The NNPC has deducted another ₦271.13 billion as a shortfall for the importation of petrol (subsidy) in April 2022 meaning that so far this year, the NNPC has spent ₦947.53 billion on the petrol subsidy — more than half of 2021’s subsidy spending. NNPC said this in its monthly presentation to the Federation Account Allocation Committee (FAAC) meeting yesterday. The FAAC document showed that this is the fourth time the oil company will not remit any fund to the federation account in 2022 — as subsidy payments continue to deplete revenue. NNPC also said it would deduct ₦371 billion for the shortfall in May 2022 during next month’s FAAC meeting. “The Value Shortfall on the importation of PMS recovered from April 2022 proceeds is ₦271,125,127, 487,58 while the outstanding balance carried forward is ₦371 billion,” the document reads. “The estimated Value Shortfall of ₦874,503,649,663.98 (consisting of arrears of ₦371 billion, plus estimated April 2022 Value Short Fall of ₦503,313,767,828.14 is to be recovered from May 2022 proceed due for sharing at June 2022 FAAC Meeting.” In January, February and March 2022, petrol subsidy gulped ₦210.38 billion, ₦219.78 billion, and ₦245.77 billion, respectively. This year alone, the federal government has budgeted to spend ₦4 trillion on costly petrol subsidies — as a result of high global oil prices due to the Russia-Ukraine war. In the month under review, the report said NNPC lifted overall crude oil of 8.80 million barrels (export domestic crude) in March 2022, representing a 10 percent decrease relative to the 9.77 million barrels lifted in February 2022.
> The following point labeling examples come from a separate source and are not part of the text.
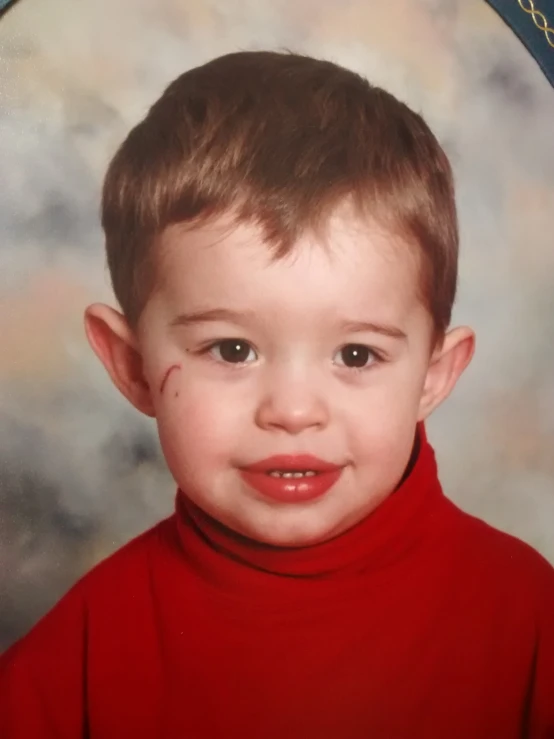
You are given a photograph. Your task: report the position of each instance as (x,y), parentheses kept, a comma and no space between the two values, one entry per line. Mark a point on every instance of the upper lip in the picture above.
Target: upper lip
(291,463)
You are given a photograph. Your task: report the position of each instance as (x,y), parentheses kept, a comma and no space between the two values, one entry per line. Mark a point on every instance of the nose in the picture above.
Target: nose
(292,405)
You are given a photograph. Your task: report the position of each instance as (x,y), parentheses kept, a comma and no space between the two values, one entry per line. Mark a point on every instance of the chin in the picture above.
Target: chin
(294,536)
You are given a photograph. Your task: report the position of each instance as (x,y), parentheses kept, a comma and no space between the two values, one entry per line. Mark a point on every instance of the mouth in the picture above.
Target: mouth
(289,474)
(287,480)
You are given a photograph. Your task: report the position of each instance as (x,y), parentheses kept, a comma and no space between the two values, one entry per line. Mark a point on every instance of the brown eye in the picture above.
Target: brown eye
(232,351)
(356,356)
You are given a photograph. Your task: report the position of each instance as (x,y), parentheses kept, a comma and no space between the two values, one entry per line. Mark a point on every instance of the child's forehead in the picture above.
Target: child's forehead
(345,244)
(351,267)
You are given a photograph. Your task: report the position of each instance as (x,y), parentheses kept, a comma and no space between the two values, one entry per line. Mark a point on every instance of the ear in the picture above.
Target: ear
(115,345)
(448,361)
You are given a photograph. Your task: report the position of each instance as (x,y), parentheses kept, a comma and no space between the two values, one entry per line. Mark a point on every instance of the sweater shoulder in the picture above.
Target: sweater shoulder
(129,563)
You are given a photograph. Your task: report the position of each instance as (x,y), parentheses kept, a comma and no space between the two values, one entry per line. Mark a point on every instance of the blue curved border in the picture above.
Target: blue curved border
(523,26)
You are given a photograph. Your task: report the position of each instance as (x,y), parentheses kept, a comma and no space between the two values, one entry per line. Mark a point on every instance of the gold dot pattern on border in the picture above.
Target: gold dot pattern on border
(539,20)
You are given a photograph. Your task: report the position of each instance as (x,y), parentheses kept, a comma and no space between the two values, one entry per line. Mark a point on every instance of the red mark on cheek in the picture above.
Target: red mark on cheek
(168,372)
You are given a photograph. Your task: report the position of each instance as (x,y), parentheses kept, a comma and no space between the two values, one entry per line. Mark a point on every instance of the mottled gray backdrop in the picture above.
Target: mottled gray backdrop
(80,471)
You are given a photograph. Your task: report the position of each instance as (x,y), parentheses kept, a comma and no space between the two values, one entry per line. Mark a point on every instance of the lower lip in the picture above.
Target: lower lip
(292,489)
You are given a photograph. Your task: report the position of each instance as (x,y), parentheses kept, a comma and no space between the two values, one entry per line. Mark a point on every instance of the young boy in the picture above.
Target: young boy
(274,221)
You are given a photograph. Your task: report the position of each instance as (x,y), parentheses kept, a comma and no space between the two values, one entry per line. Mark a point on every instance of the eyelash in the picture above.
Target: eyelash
(378,358)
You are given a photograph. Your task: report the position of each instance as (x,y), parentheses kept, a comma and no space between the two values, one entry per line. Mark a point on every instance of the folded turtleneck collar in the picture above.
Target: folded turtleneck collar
(229,559)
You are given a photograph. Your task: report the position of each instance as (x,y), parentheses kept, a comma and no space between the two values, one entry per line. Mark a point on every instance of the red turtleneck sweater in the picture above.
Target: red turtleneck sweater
(421,621)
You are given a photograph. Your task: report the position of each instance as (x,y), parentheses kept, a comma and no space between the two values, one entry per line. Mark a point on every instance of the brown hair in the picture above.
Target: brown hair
(281,139)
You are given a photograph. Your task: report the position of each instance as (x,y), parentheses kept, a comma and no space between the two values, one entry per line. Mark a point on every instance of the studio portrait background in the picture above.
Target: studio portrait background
(80,471)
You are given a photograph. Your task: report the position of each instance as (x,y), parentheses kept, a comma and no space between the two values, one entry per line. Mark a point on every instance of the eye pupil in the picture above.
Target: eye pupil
(234,351)
(355,355)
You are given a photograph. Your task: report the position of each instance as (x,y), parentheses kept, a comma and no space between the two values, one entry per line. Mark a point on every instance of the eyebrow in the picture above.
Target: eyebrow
(247,316)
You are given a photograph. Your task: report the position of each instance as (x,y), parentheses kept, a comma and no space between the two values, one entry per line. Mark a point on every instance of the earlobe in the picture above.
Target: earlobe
(114,344)
(447,365)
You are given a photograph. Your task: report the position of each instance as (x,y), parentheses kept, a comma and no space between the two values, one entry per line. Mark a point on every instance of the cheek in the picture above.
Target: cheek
(194,424)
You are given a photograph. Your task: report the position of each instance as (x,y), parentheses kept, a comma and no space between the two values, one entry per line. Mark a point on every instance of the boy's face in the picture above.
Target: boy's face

Nigeria’s central bank on Tuesday raised the benchmark interest rate by 150 basis points to 13%, its first hike in more than two years, to combat rising inflation, sending markets tumbling. The move surprised analysts and traders who expected the Monetary Policy Committee (MPC) to keep the rate on hold. But Governor Godwin Emefiele told a news briefing that the rate hike was necessary to tame inflation, which quickened to 16.82% in April, its highest in eight months, amid a fragile economic recovery. Six members of the MPC voted to increase the main lending rate by 150 basis points, four of them by 100 basis points and one by 50 basis points. It was the biggest rate hike since July 2016 when the central bank increased rates by 200 basis points. “(MPC members) felt that tightening will help rein in inflation before it assumes a galloping trend,” Emefiele said. The asymmetric corridor of +100/-700 basis points around the MPR was retained as well as the Cash Reserve Ration (CRR) at 27.5% and the liquidity ratio at 30%

Somalia’s prime minister suspended the foreign minister on Tuesday, citing the authorisation of a ship exporting charcoal to Oman in violation of international sanctions. The U.N. Security Council banned such shipments a decade ago to cut funding for the Islamist militant group al Shabaab, an al Qaeda franchise fighting Somalia’s central government. Prime Minister Mohamed Hussein Roble’s office said that as well as suspending Foreign Minister Abdisaid Muse Ali, he had ordered an audit and judicial investigation into the ministry’s authorisation of the shipment. The status of the shipment was unclear.